Les bactéries résistantes aux antibiotiques menacent la santé mondiale. Néanmoins, peu de nouveaux antibiotiques sont apparus sur le marché au cours des 50 dernières années.
Le NTNU Technology Transfer AS de l'Université norvégienne des sciences et technologies a désormais reçu des fonds pour développer et commercialiser un nouveau médicament qui pourrait aider.
Tue les bactéries
Le projet Betatides trouve ses racines dans le département de médecine clinique et moléculaire de l'Université norvégienne des sciences et technologies (NTNU).
En testant des médicaments sur des cellules cancéreuses, le professeur Marit Otterlei et son groupe ont découvert par hasard que les peptides utilisés empêchaient également la croissance des bactéries. Les peptides sont constitués d’acides aminés qui sont les éléments constitutifs de tous les organismes vivants. Finalement, les chercheurs ont conçu le bêtatide.
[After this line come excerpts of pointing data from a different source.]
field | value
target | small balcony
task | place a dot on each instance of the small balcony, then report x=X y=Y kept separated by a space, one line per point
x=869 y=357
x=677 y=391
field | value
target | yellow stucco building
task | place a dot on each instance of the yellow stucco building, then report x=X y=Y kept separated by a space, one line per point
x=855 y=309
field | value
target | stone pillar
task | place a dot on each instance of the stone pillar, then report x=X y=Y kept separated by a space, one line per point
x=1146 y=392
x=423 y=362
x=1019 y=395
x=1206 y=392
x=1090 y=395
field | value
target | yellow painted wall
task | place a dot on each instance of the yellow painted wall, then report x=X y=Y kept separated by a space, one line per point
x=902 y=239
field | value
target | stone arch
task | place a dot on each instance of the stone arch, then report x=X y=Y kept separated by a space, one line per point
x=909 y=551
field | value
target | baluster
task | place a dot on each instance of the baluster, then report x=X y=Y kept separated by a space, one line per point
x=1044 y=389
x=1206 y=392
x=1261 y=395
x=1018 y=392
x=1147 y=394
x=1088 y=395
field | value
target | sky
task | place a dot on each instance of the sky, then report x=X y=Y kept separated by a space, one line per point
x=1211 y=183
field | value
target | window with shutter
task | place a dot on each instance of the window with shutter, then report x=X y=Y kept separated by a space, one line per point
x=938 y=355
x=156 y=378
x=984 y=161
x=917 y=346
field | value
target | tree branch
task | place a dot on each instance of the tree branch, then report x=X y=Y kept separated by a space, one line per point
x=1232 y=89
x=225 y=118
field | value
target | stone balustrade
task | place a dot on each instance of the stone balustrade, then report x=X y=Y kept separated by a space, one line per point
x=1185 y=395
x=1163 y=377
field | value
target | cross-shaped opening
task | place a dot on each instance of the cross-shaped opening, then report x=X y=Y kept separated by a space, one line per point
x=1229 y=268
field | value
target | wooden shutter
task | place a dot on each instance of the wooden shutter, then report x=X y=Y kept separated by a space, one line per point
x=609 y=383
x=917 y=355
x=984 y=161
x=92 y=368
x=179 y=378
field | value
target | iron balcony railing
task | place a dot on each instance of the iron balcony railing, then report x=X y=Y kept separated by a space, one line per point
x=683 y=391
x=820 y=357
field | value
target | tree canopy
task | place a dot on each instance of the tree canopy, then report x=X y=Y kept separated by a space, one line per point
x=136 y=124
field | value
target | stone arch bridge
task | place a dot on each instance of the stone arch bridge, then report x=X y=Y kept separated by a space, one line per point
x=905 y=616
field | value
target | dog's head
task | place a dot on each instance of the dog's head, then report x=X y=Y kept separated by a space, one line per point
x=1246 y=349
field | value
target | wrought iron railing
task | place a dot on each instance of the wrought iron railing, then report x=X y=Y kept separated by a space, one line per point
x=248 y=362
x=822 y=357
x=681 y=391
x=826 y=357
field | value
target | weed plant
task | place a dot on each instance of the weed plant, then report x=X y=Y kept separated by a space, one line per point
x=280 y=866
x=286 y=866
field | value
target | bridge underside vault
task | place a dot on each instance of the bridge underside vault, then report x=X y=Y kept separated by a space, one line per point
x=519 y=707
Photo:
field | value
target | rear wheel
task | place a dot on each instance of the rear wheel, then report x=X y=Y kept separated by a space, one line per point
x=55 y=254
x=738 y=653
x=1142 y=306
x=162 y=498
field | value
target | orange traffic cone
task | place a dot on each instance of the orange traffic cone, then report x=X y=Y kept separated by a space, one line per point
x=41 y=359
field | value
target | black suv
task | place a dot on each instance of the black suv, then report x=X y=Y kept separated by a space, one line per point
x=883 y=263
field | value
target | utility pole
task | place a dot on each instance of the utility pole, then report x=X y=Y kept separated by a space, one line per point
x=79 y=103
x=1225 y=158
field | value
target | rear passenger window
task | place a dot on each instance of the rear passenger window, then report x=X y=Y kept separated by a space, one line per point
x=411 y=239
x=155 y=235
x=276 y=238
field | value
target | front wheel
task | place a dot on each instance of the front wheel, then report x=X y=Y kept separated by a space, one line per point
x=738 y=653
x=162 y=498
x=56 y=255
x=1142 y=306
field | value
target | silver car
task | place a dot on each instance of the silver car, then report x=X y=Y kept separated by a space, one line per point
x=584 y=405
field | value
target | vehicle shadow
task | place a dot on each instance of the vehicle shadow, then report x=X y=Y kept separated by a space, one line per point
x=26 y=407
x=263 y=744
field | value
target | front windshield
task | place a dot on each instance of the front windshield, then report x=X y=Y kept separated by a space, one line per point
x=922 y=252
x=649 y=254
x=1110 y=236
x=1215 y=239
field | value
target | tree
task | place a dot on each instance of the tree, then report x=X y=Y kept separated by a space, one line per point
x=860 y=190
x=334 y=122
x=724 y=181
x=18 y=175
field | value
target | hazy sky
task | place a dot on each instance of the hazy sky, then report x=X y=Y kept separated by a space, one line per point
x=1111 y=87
Il tue les bactéries, prévient le développement de résistances, mais ne nuit pas aux cellules saines.
Le développement de nouveaux antibiotiques est coûteux et prend du temps, et il existe des exigences strictes en matière de tests et de documentation. Aucune société pharmaceutique ne produira de médicaments tant qu’elle ne saura pas que le produit sera bon pour les affaires.
Tests réussis
Des chercheurs du monde entier travaillent au développement de nouveaux antibiotiques. Nous pouvons déjà constater de petits effets positifs dans le nombre croissant de nouveaux antibiotiques en cours de développement. »
Siril Skaret Bakke, développeur commercial chez NTNU Technology Transfer AS
Le projet a reçu 1 million NOK de NTNU Discovery et 5 millions NOK de fonds de vérification du Conseil de la recherche au printemps 2024. Les fonds sont utilisés pour amener Betatide à un niveau où une société pharmaceutique serait en mesure de l'amener à le marché et le rendre disponible pour le traitement des patients.
Dans un premier temps, les chercheurs envisagent de traiter les infections pulmonaires, avant d'étendre à d'autres infections. Ils ont réalisé plusieurs études réussies sur les animaux.
Les tests effectués sur les six bactéries pathogènes les plus résistantes ont également donné de très bons résultats.